Instituto Mamirauá acompanha recuperação em áreas de manejo florestal

Publicado em: 23 de agosto de 2017

Os resultados do monitoramento podem contribuir para a atualização das legislações que orientam o manejo florestal comunitário

Para a realização de uma atividade de manejo de recursos naturais, é necessário conhecer e analisar o impacto da atividade na natureza. Com o objetivo de avaliar a sustentabilidade do Manejo Florestal Comunitário, o Instituto Mamirauá realiza o monitoramento de áreas exploradas por meio da atividade na Reserva Mamirauá, no Amazonas.
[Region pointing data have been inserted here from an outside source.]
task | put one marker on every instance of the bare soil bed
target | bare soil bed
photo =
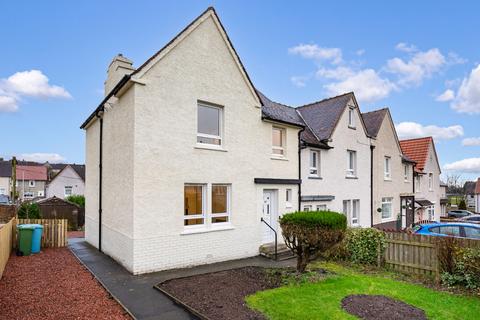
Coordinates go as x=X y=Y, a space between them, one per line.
x=54 y=285
x=221 y=295
x=371 y=307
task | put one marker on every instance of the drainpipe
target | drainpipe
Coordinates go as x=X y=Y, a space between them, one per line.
x=371 y=185
x=100 y=116
x=300 y=169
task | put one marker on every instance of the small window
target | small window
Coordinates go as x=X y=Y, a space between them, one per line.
x=278 y=141
x=288 y=198
x=68 y=191
x=314 y=163
x=209 y=124
x=351 y=117
x=194 y=202
x=220 y=203
x=387 y=208
x=351 y=163
x=406 y=172
x=387 y=171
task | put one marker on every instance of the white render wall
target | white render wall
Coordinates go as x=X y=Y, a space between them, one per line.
x=424 y=193
x=333 y=166
x=387 y=145
x=67 y=177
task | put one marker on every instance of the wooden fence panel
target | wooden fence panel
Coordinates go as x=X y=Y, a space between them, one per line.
x=418 y=254
x=6 y=236
x=54 y=231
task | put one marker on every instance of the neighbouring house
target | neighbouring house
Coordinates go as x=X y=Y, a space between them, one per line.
x=31 y=181
x=469 y=191
x=183 y=160
x=70 y=180
x=335 y=157
x=392 y=191
x=427 y=177
x=443 y=199
x=5 y=178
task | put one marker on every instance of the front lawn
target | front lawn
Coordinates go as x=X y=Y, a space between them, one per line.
x=322 y=300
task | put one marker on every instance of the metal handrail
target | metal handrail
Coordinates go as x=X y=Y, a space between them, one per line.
x=274 y=231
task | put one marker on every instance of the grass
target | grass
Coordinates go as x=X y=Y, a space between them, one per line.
x=321 y=300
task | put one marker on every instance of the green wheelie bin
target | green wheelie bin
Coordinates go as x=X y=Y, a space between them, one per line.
x=25 y=233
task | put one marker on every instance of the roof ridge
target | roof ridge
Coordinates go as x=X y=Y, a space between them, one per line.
x=326 y=99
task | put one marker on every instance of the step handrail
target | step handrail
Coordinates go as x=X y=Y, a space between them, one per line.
x=274 y=231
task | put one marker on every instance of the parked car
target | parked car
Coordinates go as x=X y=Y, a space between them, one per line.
x=459 y=230
x=470 y=219
x=459 y=213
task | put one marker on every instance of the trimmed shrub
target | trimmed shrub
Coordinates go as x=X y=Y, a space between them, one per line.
x=364 y=245
x=309 y=233
x=29 y=210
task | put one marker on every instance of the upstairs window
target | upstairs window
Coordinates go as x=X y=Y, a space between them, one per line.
x=387 y=171
x=209 y=124
x=314 y=163
x=351 y=117
x=351 y=163
x=278 y=142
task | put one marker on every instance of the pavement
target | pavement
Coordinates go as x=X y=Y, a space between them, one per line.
x=136 y=293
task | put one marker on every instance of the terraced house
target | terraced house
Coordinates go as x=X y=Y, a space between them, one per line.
x=188 y=163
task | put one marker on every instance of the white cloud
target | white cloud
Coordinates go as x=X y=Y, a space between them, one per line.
x=469 y=165
x=42 y=157
x=468 y=142
x=299 y=81
x=405 y=47
x=422 y=64
x=367 y=85
x=313 y=51
x=416 y=130
x=448 y=95
x=468 y=95
x=8 y=104
x=31 y=83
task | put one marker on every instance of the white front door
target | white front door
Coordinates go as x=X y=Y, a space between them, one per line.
x=269 y=215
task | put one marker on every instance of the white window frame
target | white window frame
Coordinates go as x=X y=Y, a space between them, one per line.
x=212 y=215
x=65 y=191
x=288 y=198
x=351 y=172
x=387 y=165
x=282 y=147
x=387 y=201
x=204 y=208
x=220 y=126
x=314 y=171
x=351 y=117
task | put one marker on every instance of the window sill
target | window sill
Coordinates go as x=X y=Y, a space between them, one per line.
x=278 y=158
x=205 y=230
x=209 y=147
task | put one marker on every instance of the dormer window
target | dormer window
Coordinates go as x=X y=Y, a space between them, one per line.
x=209 y=124
x=351 y=117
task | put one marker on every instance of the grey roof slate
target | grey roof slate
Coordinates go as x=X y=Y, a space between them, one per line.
x=322 y=116
x=373 y=120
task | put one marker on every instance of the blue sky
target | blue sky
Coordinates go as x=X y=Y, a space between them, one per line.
x=404 y=55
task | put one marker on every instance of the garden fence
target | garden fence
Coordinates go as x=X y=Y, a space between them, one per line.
x=54 y=231
x=6 y=238
x=416 y=254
O acompanhamento é parte de uma pesquisa científica iniciada em 2015 na instituição.

A pesquisadora Sarah Magalhães, do Grupo de pesquisa em Ecologia Florestal do Instituto Mamirauá, explica que a clareira provoca alterações no ambiente que vão interferir na colonização da área por novas espécies florestais. “Tem a exploração madeireira para ser comercializada, tem a exploração que a comunidade faz para uso próprio e tem a formação de clareiras naturais”, afirma.

“Qualquer desses tipos vai abrir uma clareira na floresta, introduzindo uma série de variáveis no ambiente que não existiam antes, como a maior incidência de luz, que pode favorecer o crescimento de espécies que dependem de maior incidência luminosa para se desenvolverem”, comentou.

A pesquisa é realizada em duas comunidades da Reserva Mamirauá, as comunidades Espírito Santo do Bate Papo e Santa Luzia do Horizonte. A comunidade Bate Papo realizou o manejo florestal em 2015. Em 2016, foram delimitadas as parcelas para acompanhamento da pesquisa. São monitoradas 14 clareiras - áreas abertas pelo manejo florestal madeireiro - e três áreas em diferentes “microhabitats” proporcionados pela abertura da clareira: as áreas de tronco, copa e borda da árvore derrubada, que serão monitoradas permanentemente.

Após a delimitação das áreas, foram medidos altura e diâmetro de todos os indivíduos que possuíam entre 1 e 10 centímetros. Na primeira medição, foram 155 indivíduos registrados. A próxima medição está programada para este ano, no período da seca. Uma parte dos indivíduos já foi remedida, no entanto, a remedição não foi realizada na maioria das parcelas em função da cheia.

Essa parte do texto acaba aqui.